Leading 17-0 just before halftime, Ireland were forced to field their replacement scrumhalf and flyhalf at fullback and wing and Australia took advantage to move ahead before a Keith Earls try completed a famous and wild home victory.
"They're a great bunch of boys, we had to dig deep with so many changes. There's some very, very young kids out there who stood up today," Ireland captain Rory Best, who became the fifth Irishman to reach 100 caps, said in a pitch-side interview.
After failing to turn 66 percent of possession into a try in last week's loss to New Zealand, Ireland declined early shots at goal and got their just reward when Iain Henderson immediately punished flanker Dean Mumm's sin-binning.
Already missing Johnny Sexton and Robbie Henshaw, and having lost Sean O'Brien just before kickoff, the injuries began to snowball as Rob Kearney and Andrew Trimble exited within the first half hour.
Yet it mattered little, even with third-choice flyhalf Joey Carbery having to fill in at fullback, as a further flurry of linebreaks and relentless carries led to a glimpse of just why Ireland are so excited about Garry Ringrose.

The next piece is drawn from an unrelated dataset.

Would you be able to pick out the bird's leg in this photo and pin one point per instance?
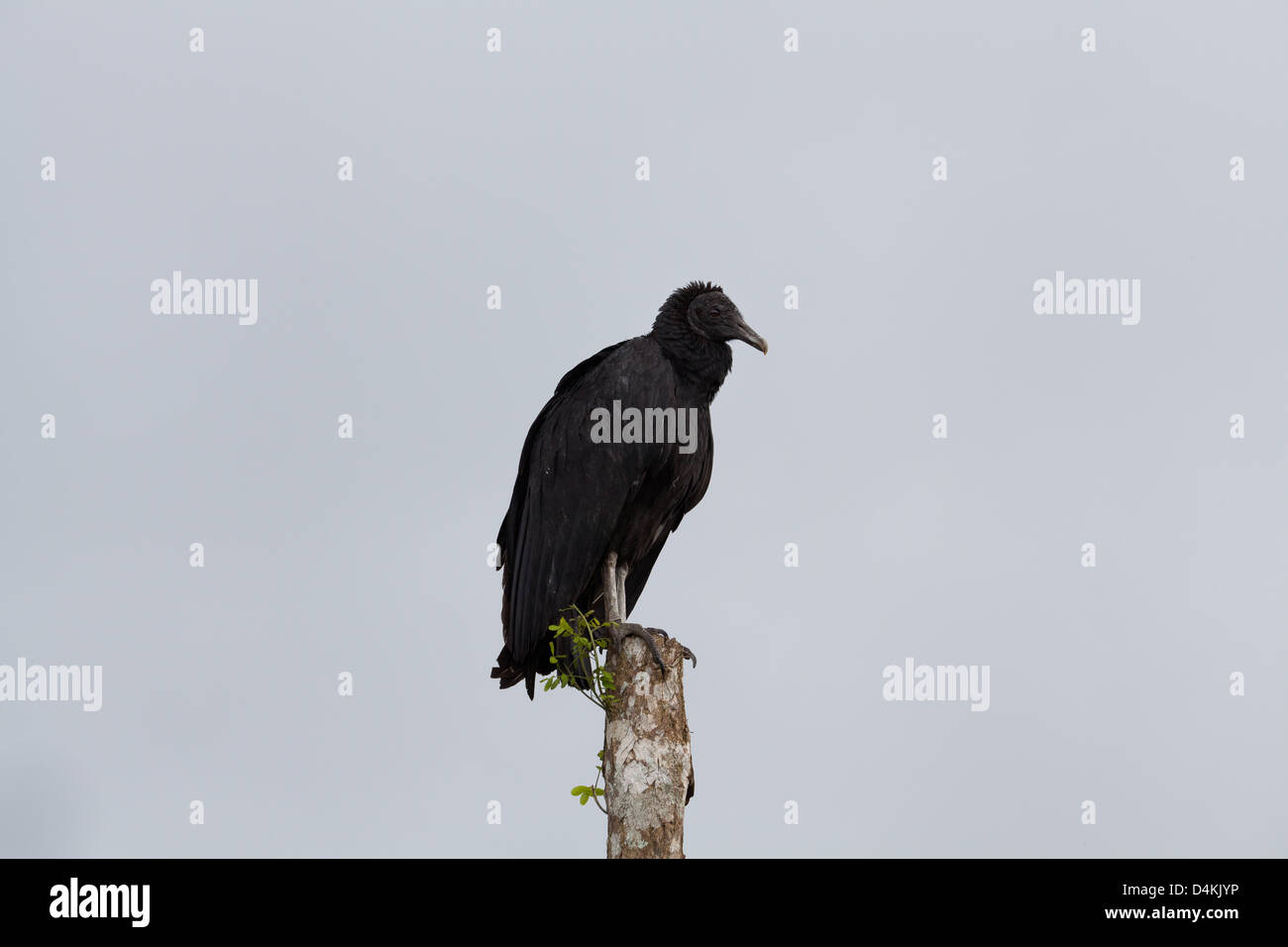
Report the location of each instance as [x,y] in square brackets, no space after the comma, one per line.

The 21-year-old centre, earning his third cap, picked up a stray pass near the line and found a series of gaps so invisible to anyone else that referee Jerome Garces had to check with his television official, asking the question "how did he do that?"
Looking set to take their handsome advantage into the break, the hosts were handed a reminder of just how dangerous Australia can be when Dane Haylett-Petty finished off the slickest of moves to cut the gap back to 10 points.
Things got worse when centre Jared Payne failed to emerge after the break and with replacement scrumhalf Kieran Marmion in to make up the most makeshift of backlines, Australia struck almost immediately with a Tevita Kuridrani try.
Paddy Jackson handed an increasingly overawed Irish defence relief with a penalty but they were being torn apart and a try from electric replacement Sefanaia Naivalu gave the Wallabies the lead for the first time before the hour.
Yet Ireland somehow dragged themselves back into the game with Earls's try and their rejuvenated defence hung on for the final 15 minutes to follow up recent wins over South Africa and New Zealand.
Australia complete their European tour with a match against England at Twickenham on Saturday.
"We'll need to be 40 minutes better to beat England," Australia coach Michael Cheika said. "You can't come for just one half."